"onun bir parçası" - Translation from Turkish to Arabic

    • جزءاً منه
        
    • جزءاً منها
        
    • جزءا منه
        
    • جزء منها
        
    • جزءاً من ذلك
        
    • جُزء منه
        
    • جزء منه
        
    • جزء منهم
        
    • جزءا منها
        
    Dünyanın üzerinde uçmakla onun bir parçası olmak aynı şey değil. Open Subtitles أن تطير فوق العالَم و أن تكون جزءاً منه ليسا سيّان.
    Bu, birinin ruhunu kurtarmakla ilgiliydi. Yaptığım şey buydu ve sen onun bir parçası değildin. Open Subtitles كان هذا عن إنقاذ روح هذا ما أفعله و أنت لست جزءاً منه
    - Göz nerede? - Bir şekilde onun bir parçası oldu. Open Subtitles و لكن العين قد أصبحت بطريقة ما جزءاً منها
    onun bir parçası haline geliyorsun ve asla geri dönemeyeceksin. Open Subtitles إنها تجعلك جزءاً منها و لا يمكنك العودة أبداً
    Evrensel bir dinamiğin varlığına inanıyorum ve şayet onun bir parçası olamazsam, Open Subtitles يأتيني ذلك الانطباع ان هناك نظام كوني .. وانا لست جزءا منه
    Melodi yi denizden uzak tutamayacağımı bilmeliydim. deniz onun bir parçası. Open Subtitles أبي كان يجب ان اعرف بأني لا أستطيع أن أبقي ميلودي بعيدا عن البحر.. انه جزء منها
    onun bir parçası olmak istemiyorum. Open Subtitles لا أريد جزءاً من ذلك
    onun bir parçası içimde yaşıyor, değil mi? Open Subtitles جُزء منه يعيش بداخل، أليس كذلك؟
    Elimde Ray'in bir eşyası olsaydı, bir parça saç veya giysi gibi onun bir parçası olan bir şey, bebek yapabilirdim.

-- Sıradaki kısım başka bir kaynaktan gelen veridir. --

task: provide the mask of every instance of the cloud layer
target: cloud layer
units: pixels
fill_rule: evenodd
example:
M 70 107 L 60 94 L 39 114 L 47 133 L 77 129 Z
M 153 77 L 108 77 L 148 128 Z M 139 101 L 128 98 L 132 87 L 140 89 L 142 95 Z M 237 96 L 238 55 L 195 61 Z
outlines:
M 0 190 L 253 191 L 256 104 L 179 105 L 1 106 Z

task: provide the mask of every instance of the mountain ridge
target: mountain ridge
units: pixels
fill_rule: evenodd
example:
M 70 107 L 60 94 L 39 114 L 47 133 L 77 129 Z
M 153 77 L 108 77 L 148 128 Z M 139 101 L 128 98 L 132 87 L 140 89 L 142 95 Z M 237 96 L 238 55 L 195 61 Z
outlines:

Open Subtitles لو كان عندى شئ يخص راى نفسه مثل خصلة من شعره أو قميصه أو أى جزء منه أنا أستطيع تحويله لدمية
    Bohem devrimi dünyayı kasıp kavuruyordu ve onun bir parçası olmaya gelmiştim. Open Subtitles كان العالم كان قد تم غزوه في الثورة البوهيمية وأنا قد سافرت من لندن لأكون جزءاً منه
    Henüz bilmese de, bu inek ve bu tavuk da onun bir parçası olacak. Open Subtitles هذه البقرة والدجاجة لا يعرفوا ذلك حتي ولكن مقدر لهم أن يكونا جزءاً منه أيضاً
    Duvardan geçerken, onun bir parçası bizim frekansımıza geri dönüp saplanmış olmalı. Open Subtitles حسناً، لابدّ أنّ جزءاً منه قد تحوّل مرة أخرى إلى تردّدنا عندما كان يمرّ الجدار، وإلتصق به
    Sadece hatırlamak yetmez, onun bir parçası olmalısın. Open Subtitles لا يكفي أن تتذكريه فحسب، عليكي أن تصيري جزءاً منه.

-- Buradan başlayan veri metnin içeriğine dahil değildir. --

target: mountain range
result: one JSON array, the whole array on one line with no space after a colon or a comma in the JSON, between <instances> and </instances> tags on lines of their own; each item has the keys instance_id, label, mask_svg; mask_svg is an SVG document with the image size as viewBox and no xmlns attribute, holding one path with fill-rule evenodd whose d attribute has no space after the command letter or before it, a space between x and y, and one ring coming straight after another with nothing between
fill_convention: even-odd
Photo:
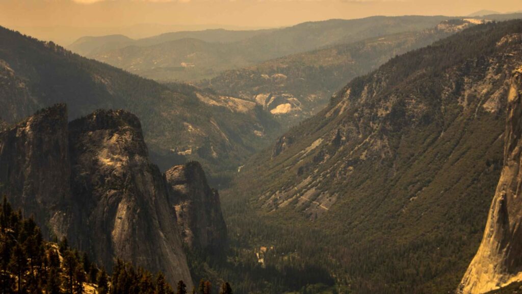
<instances>
[{"instance_id":1,"label":"mountain range","mask_svg":"<svg viewBox=\"0 0 522 294\"><path fill-rule=\"evenodd\" d=\"M233 242L354 292L454 291L502 167L521 34L476 26L353 79L222 193Z\"/></svg>"},{"instance_id":2,"label":"mountain range","mask_svg":"<svg viewBox=\"0 0 522 294\"><path fill-rule=\"evenodd\" d=\"M8 122L60 103L69 106L71 119L123 108L140 118L162 170L197 160L217 181L279 133L278 123L252 101L161 85L3 28L0 39L0 101L6 106L0 117Z\"/></svg>"},{"instance_id":3,"label":"mountain range","mask_svg":"<svg viewBox=\"0 0 522 294\"><path fill-rule=\"evenodd\" d=\"M389 59L431 44L471 26L477 19L452 19L436 27L343 43L225 71L197 84L255 102L284 126L316 114L331 95L352 78Z\"/></svg>"},{"instance_id":4,"label":"mountain range","mask_svg":"<svg viewBox=\"0 0 522 294\"><path fill-rule=\"evenodd\" d=\"M196 86L3 28L0 40L0 193L110 271L122 258L238 293L520 287L522 20L375 17L76 44L204 52L216 70ZM242 68L222 71L230 56Z\"/></svg>"},{"instance_id":5,"label":"mountain range","mask_svg":"<svg viewBox=\"0 0 522 294\"><path fill-rule=\"evenodd\" d=\"M223 41L218 42L202 37L204 31L160 35L129 44L102 37L87 42L80 39L70 49L78 53L93 52L86 56L158 81L194 81L212 77L226 70L336 43L432 28L449 18L378 16L332 19L274 30L223 31L220 33L227 36L220 37ZM249 35L251 37L245 38ZM184 38L179 38L182 36Z\"/></svg>"}]
</instances>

    Ama bu defa Willow onun bir parçası. Hatta kötü gücün ta kendisi. Open Subtitles ولكن ويلو جزءاً منه الآن إنها عضو
    Öyleyse, bu sohbet de onun bir parçası olmalı. Open Subtitles إذن لابد من أن هذه المحادثة جزءاً منها
    Belki onun bir parçası olabilirim ben de. Open Subtitles وربما يمكنني أن أكون جزءاً منها
    Şey onun bir parçası olmalıydı. Open Subtitles أظن أنه من المفترض أن تكون جزءاً منها.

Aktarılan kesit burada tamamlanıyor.